Bains v. Hall

Per Curiam,

Defendant appeals from the discharge of a rule to open a judgment in ejectment entered on a lease. Plaintiff, on May 6,1921, leased to defendants, for a term of years, the basement premises at the southeast corner of Twelfth and Chestnut streets, Philadelphia. A typewritten lease was executed in duplicate. The copy held by plaintiff required the first payment of $2,500 on account of rent to be made on the first day of June, 1921. Payment not having been made on that date or previous to June 13, 1921, plaintiff, on the latter date, entered judgment under the provisions of the lease and repossessed himself of the premises.
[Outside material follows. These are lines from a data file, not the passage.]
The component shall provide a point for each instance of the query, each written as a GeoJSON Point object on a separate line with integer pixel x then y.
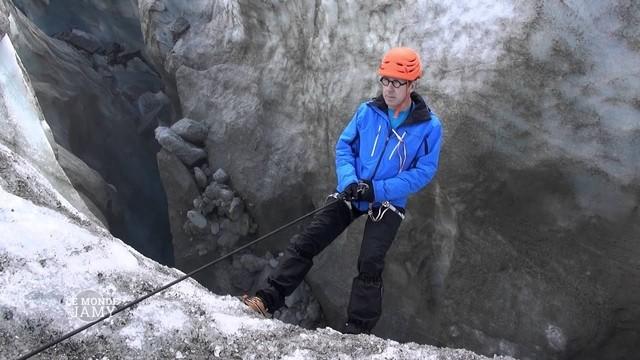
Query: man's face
{"type": "Point", "coordinates": [394, 96]}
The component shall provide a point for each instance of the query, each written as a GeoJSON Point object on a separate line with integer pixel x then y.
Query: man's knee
{"type": "Point", "coordinates": [371, 266]}
{"type": "Point", "coordinates": [303, 247]}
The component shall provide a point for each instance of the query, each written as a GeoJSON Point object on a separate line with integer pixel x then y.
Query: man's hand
{"type": "Point", "coordinates": [365, 191]}
{"type": "Point", "coordinates": [351, 191]}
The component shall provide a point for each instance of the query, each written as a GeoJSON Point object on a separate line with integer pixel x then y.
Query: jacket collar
{"type": "Point", "coordinates": [420, 113]}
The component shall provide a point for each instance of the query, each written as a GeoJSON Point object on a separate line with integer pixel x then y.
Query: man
{"type": "Point", "coordinates": [389, 150]}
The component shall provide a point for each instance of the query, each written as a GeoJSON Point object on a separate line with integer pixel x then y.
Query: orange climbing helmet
{"type": "Point", "coordinates": [401, 63]}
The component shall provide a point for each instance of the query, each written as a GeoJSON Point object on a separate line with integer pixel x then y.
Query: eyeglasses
{"type": "Point", "coordinates": [396, 83]}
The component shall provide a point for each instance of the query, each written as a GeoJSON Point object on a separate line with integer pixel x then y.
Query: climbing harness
{"type": "Point", "coordinates": [386, 206]}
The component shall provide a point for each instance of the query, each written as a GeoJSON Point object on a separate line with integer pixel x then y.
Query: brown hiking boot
{"type": "Point", "coordinates": [256, 304]}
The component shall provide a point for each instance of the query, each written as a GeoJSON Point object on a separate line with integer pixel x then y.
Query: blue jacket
{"type": "Point", "coordinates": [399, 161]}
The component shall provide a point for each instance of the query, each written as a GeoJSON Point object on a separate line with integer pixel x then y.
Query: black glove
{"type": "Point", "coordinates": [351, 192]}
{"type": "Point", "coordinates": [365, 191]}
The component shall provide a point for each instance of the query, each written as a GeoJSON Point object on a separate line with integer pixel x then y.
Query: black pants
{"type": "Point", "coordinates": [365, 304]}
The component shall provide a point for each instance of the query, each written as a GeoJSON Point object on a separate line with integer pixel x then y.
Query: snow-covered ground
{"type": "Point", "coordinates": [50, 253]}
{"type": "Point", "coordinates": [60, 269]}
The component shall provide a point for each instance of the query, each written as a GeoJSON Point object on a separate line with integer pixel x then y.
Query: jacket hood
{"type": "Point", "coordinates": [420, 113]}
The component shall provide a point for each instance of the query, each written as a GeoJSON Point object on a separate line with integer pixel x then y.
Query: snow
{"type": "Point", "coordinates": [48, 258]}
{"type": "Point", "coordinates": [51, 255]}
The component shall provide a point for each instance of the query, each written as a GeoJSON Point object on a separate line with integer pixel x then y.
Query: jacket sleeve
{"type": "Point", "coordinates": [414, 179]}
{"type": "Point", "coordinates": [346, 152]}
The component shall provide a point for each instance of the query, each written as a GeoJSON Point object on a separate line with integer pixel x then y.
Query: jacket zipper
{"type": "Point", "coordinates": [381, 156]}
{"type": "Point", "coordinates": [376, 141]}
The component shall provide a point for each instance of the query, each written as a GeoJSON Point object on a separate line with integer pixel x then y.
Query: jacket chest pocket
{"type": "Point", "coordinates": [403, 147]}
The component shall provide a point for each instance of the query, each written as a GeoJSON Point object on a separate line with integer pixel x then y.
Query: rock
{"type": "Point", "coordinates": [91, 184]}
{"type": "Point", "coordinates": [252, 263]}
{"type": "Point", "coordinates": [235, 208]}
{"type": "Point", "coordinates": [228, 239]}
{"type": "Point", "coordinates": [185, 151]}
{"type": "Point", "coordinates": [198, 203]}
{"type": "Point", "coordinates": [177, 177]}
{"type": "Point", "coordinates": [211, 191]}
{"type": "Point", "coordinates": [81, 40]}
{"type": "Point", "coordinates": [197, 219]}
{"type": "Point", "coordinates": [225, 195]}
{"type": "Point", "coordinates": [215, 228]}
{"type": "Point", "coordinates": [179, 27]}
{"type": "Point", "coordinates": [201, 177]}
{"type": "Point", "coordinates": [155, 109]}
{"type": "Point", "coordinates": [445, 250]}
{"type": "Point", "coordinates": [208, 207]}
{"type": "Point", "coordinates": [4, 24]}
{"type": "Point", "coordinates": [191, 130]}
{"type": "Point", "coordinates": [220, 176]}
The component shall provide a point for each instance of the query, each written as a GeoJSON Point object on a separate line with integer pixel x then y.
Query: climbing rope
{"type": "Point", "coordinates": [340, 197]}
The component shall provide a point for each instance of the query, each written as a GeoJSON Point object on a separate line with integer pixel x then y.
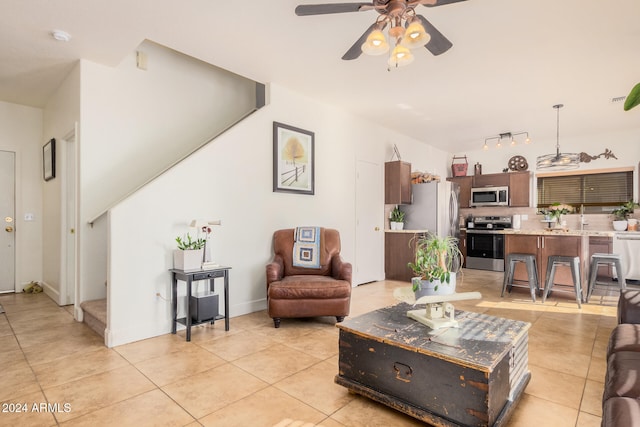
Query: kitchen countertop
{"type": "Point", "coordinates": [560, 232]}
{"type": "Point", "coordinates": [406, 231]}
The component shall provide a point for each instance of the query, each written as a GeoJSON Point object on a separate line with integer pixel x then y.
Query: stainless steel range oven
{"type": "Point", "coordinates": [485, 243]}
{"type": "Point", "coordinates": [485, 250]}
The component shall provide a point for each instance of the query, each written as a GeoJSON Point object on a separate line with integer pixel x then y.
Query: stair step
{"type": "Point", "coordinates": [95, 315]}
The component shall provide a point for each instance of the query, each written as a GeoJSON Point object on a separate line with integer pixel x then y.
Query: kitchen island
{"type": "Point", "coordinates": [547, 242]}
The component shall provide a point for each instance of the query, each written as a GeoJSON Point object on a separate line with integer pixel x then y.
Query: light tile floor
{"type": "Point", "coordinates": [256, 375]}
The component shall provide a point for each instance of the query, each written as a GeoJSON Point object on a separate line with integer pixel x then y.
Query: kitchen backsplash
{"type": "Point", "coordinates": [595, 222]}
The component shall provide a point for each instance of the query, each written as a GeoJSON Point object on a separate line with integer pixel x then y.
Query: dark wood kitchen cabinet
{"type": "Point", "coordinates": [519, 184]}
{"type": "Point", "coordinates": [397, 183]}
{"type": "Point", "coordinates": [399, 250]}
{"type": "Point", "coordinates": [544, 246]}
{"type": "Point", "coordinates": [465, 183]}
{"type": "Point", "coordinates": [462, 245]}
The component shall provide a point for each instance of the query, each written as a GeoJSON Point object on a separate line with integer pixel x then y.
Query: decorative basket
{"type": "Point", "coordinates": [459, 169]}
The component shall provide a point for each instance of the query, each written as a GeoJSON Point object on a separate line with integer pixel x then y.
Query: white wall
{"type": "Point", "coordinates": [145, 120]}
{"type": "Point", "coordinates": [135, 124]}
{"type": "Point", "coordinates": [61, 114]}
{"type": "Point", "coordinates": [21, 132]}
{"type": "Point", "coordinates": [231, 179]}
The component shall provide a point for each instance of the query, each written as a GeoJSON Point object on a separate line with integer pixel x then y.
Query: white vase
{"type": "Point", "coordinates": [435, 287]}
{"type": "Point", "coordinates": [187, 260]}
{"type": "Point", "coordinates": [620, 225]}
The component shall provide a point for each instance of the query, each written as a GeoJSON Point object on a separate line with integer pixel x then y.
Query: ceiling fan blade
{"type": "Point", "coordinates": [432, 3]}
{"type": "Point", "coordinates": [323, 9]}
{"type": "Point", "coordinates": [439, 43]}
{"type": "Point", "coordinates": [355, 50]}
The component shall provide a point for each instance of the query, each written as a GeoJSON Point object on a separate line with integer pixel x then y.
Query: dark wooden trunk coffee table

In the petition to open the judgment, appellant, one of the lessees, claims the first payment of rent did not become due until July 1, 1921, that the ejectment proceeding was, consequently, premature and, in support of his contention, produced his copy of the lease which provides for payment of the $2,500 on July 1, 1921. Depositions were taken by the parties to determine the proper date, which were considered by *265the court below and in our opinion are ample to sustain the court’s conclusion that the contract and typewritten copies as originally drawn required payment on June 1, 1921. Plaintiff held the original copy and defendant the carbon copy and how the latter could read July instead of June as in the original without rewriting the word, or at least its last two letters, is not made plain. Presumably the carbon copy was an exact copy of the original. If the word “July” was substituted for “June” in defendant’s copy, as the court has found by refusing to open the judgment, and the change made at defendant’s instance, it was his duty to call plaintiff’s attention to the fact before execution of the papers and, not having done so, he is not now in position to take advantage of the change: Williamson v. Dawson, 272 Pa. 370.

Judgment affirmed at costs of appellant.